Balmy Night (for Edinburgh)

It's Friday, the weather is almost balmy (for Edinburgh) with a soft breeze and clear sky. I can see the quarter moon through my bedroom window. For a Friday night, it is quiet. Probably because the exams are around the corner and everyone is starting to feel the pressure.

I've just decided I needed a break from an intensive and exhausting week. I thank God for helping me cope and keeping me sane. Emerging with at least one assignment almost done, another assignment's direction is becoming clear and yet a third half completed, I think I deserve to take this Friday night easy before plunging back to work tomorrow. My friends must be wondering what has happened to me since I've not responded to emails for the past week and a half. I'm resolved to replying to them tonight.

Anyway, this entry is just to express myself a bit and let out some thoughts and feelings that have been mulling in my head. As stressed as I was this week with so much work piled up, I enjoyed the challenge and the bond it helped built with the girls (Amy, Alexia, Bahar, Nicole, and Yiota). I've always worked better with guys but I have to say that I enjoyed my time with the girls. Well, we were crazy enough to take an hour's break this past Tuesday night when it started snowing heavily to play in the snow. The break helped us relieve our stress a bit.

On another note, my father left for Hajj on Monday night/Tuesday morning. He, along with my godmother and some other family friends, will be moving on to Mina tomorrow. I pray that God keep them safe and healthy...that He give them strength to complete this Hajj. I'm not sure when I will be called but I do hope I will be called. I long to see His House again and be granted peace and tranquility of the heart.

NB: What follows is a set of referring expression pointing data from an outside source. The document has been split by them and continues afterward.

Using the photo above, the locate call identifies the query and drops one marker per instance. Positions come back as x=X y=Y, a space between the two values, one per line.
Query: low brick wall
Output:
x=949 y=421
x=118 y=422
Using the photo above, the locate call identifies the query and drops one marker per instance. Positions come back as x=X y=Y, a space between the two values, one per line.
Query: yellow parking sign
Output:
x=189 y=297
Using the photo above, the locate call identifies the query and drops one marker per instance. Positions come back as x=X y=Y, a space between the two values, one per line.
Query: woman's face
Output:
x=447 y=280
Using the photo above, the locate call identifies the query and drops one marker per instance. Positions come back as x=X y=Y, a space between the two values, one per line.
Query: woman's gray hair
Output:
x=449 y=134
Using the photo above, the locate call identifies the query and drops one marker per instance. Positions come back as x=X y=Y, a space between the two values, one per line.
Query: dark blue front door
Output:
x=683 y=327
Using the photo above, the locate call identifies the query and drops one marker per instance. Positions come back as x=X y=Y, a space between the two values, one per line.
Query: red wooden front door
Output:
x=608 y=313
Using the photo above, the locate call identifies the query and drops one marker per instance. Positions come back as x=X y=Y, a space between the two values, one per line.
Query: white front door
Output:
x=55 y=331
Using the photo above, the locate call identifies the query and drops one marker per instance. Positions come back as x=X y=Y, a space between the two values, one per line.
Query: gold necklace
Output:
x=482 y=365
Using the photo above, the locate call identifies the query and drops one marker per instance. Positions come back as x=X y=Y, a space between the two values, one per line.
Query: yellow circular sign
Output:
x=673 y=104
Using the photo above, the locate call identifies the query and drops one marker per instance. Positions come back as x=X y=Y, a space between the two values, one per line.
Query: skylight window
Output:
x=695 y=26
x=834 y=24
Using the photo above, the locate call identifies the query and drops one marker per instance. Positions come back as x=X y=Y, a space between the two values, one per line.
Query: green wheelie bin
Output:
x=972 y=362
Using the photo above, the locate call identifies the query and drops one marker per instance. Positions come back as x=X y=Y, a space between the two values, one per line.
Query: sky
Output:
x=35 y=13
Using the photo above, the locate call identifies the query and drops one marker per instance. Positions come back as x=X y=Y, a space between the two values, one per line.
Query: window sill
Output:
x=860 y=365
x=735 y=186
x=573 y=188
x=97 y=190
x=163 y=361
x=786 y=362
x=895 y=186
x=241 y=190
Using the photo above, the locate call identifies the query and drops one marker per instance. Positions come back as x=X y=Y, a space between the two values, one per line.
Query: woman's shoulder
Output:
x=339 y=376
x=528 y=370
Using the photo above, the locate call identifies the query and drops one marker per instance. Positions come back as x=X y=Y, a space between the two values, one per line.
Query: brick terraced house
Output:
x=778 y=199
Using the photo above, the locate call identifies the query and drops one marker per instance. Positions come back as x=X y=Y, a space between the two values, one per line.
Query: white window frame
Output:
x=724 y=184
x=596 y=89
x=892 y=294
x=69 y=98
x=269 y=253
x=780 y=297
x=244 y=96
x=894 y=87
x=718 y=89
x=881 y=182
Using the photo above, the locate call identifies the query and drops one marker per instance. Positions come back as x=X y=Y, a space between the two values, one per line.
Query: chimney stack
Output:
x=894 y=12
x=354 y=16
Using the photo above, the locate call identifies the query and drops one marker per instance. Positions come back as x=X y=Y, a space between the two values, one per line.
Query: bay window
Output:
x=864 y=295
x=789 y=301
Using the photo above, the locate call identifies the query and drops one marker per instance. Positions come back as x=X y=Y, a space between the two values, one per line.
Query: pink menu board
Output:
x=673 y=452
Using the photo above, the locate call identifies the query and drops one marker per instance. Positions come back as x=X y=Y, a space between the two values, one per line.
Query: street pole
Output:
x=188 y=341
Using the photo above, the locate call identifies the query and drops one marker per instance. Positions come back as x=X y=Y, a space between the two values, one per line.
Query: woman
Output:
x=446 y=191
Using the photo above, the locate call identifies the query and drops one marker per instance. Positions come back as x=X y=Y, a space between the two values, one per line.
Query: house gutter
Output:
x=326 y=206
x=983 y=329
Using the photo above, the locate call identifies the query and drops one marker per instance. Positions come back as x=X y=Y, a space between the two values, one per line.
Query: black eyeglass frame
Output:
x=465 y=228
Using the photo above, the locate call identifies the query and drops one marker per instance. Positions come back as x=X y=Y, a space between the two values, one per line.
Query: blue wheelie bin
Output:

Eid will be here in another few days. Another Eid away from my family - a friend asked if I wished to go back to Singapore last week. I denied it, which is true to a certain extent. I wouldn't have chosen to come here if I weren't sure I would be homesick. However, I do wish I could be with my family especially on special occasions. This is true particularly for this Eid when I know my father is away and my mom and brother are alone. I'm not sure if my sister and brother will go visit them on that day since for us, Eid-ul-Adha is usually low key unlike Eid-ul-Fitr where we usually get together late morning before going visiting.

Okay, that's it for now. Will write later after all the insanity has passed.